Proposal pulled to permit Nassau bowhunters on Suffolk land

A proposal to allow bowhunting on county property by non-Suffolk residents was recently withdrawn. (Credit: Joseph Pinciaro)
A proposal to allow bowhunting on county property by non-Suffolk residents was recently withdrawn. (Credit: Joseph Pinciaro)

A short-lived plan to allow Nassau County bowhunters onto Suffolk County lands was quickly shot down last week.

At Wednesday’s Suffolk County Parks & Recreation Committee, chairman Jay Schneiderman (I-Montauk) pulled a bill he had sponsored personally after it was clear to him that the proposal had nothing but opposition from area hunters — and little support from those who suggested it in the first place.

Mr. Schneiderman, the deputy presiding officer of the county legislature, had been recently approached by bowhunters from Nassau, he said, though nobody from the county came to fight for passage of the bill at Wednesday’s meeting. Not only that, but the one speaker on the issue — Suffolk hunter Steve Barbato — offered several reasons against considering it, which was more than enough to take it off the table.

“I had made it clear to the folks from Nassau, that without the support of Suffolk bowhunters, I was not going to pursue it,” Mr. Schneiderman said at the meeting. “I haven’t heard any support from Suffolk bowhunters.”

On Friday, the legislator said when the idea was floated to him, it made logical sense.

“So we’re inviting sharpshooters in from other areas, and paying them to kill deer with a rifle?” he said. “Why couldn’t we have some bowhunters from Nassau and have them kill deer with bows? I would feel better about that.”

But Mr. Barbato, who said he’s been hunting in the county for the past 27 years, said earlier this week that there is enough competition as it is in the Suffolk parks system to get a hunting spot in-season. He said that 70 spots exist in the 20 Suffolk parks, and that for six out of the county’s 20 hunting grounds don’t even open until at least Nov. 1 — one month after the season starts on other lands.

In addition, he said, “if Nassau County residents want to hunt in Suffolk County, there are more than enough opportunities available” to do so on state-owned land. He pointed to 13 properties totaling over 21,000 acres in Suffolk that permit over 300 hunters per day.

Despite the opposition at the meeting, Mike Tessitore — who represents Hunters for Deer, a hunting advocacy group — said on Friday that he would have supported the program, had he known about it.

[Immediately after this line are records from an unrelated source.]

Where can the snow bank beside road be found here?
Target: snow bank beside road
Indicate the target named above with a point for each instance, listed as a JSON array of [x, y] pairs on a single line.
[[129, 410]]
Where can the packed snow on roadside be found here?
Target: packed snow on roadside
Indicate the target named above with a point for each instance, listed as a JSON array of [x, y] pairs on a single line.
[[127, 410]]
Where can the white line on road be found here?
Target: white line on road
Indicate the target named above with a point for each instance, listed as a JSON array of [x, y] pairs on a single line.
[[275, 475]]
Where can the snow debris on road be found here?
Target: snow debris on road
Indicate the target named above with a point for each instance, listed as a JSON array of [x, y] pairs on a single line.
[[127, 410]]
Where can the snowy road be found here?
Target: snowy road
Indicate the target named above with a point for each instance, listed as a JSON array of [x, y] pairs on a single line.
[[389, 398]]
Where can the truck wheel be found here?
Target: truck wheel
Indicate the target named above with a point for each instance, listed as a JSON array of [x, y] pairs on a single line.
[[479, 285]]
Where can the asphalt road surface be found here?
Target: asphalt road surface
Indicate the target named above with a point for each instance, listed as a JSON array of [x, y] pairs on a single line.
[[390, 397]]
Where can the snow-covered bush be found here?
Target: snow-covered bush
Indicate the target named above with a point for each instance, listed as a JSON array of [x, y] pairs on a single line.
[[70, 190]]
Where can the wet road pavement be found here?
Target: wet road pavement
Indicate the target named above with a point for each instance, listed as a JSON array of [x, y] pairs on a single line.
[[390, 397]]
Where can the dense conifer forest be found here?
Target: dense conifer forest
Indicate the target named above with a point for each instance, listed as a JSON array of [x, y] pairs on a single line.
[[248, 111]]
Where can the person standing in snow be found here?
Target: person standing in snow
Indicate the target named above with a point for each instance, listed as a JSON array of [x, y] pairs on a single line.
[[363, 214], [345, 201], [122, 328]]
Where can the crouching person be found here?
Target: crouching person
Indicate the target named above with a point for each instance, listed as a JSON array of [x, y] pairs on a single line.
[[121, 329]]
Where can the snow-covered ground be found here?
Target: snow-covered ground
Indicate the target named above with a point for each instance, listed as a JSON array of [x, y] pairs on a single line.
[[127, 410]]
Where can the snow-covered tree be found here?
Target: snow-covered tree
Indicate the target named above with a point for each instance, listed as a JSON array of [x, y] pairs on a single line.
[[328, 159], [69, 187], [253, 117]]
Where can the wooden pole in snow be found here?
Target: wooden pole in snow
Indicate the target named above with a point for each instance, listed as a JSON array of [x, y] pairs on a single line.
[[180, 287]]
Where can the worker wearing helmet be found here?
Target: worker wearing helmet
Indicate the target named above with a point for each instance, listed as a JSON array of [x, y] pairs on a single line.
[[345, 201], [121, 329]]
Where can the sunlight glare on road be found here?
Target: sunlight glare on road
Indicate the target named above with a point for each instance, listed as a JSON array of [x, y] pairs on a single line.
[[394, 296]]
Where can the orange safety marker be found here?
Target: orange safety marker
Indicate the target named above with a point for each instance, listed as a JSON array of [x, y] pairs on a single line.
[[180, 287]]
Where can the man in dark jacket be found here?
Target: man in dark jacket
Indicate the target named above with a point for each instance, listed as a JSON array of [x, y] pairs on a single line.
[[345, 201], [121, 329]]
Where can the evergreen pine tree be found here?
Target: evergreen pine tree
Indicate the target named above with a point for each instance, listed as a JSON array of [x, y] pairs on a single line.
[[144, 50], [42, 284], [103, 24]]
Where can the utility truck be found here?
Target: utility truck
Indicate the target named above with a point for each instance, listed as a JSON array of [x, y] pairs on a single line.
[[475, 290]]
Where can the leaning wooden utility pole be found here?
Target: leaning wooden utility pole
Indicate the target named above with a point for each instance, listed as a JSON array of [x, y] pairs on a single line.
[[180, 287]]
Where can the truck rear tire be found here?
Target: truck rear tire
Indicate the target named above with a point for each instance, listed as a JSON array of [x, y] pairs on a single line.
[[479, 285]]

“It says in our licenses, ‘New York State.’ It doesn’t say ‘Suffolk’ or ‘Nassau,'” he said. As long as the county charged a fee, and limited the amount of space opened up to out-of-towners, he said he’d likely favor it.

The plan had called for allowing no more than 100 non-resident permits to be given out to bowhunters, at a cost of $100 each. Suffolk residents pay $35 annually to hunt on county land, with a green key — which must be purchased every few years.

Mr. Schneiderman said on Friday, though, that without the support of the group that approached him in the first place, he wasn’t about to move forward with it without the backing of those who approached him in the first place.

“If you want something like that, you gotta fight for it,” he said. “I was willing to put in the bill and get the conversation started. I would have wanted to see a healthy group come out and endorse it.”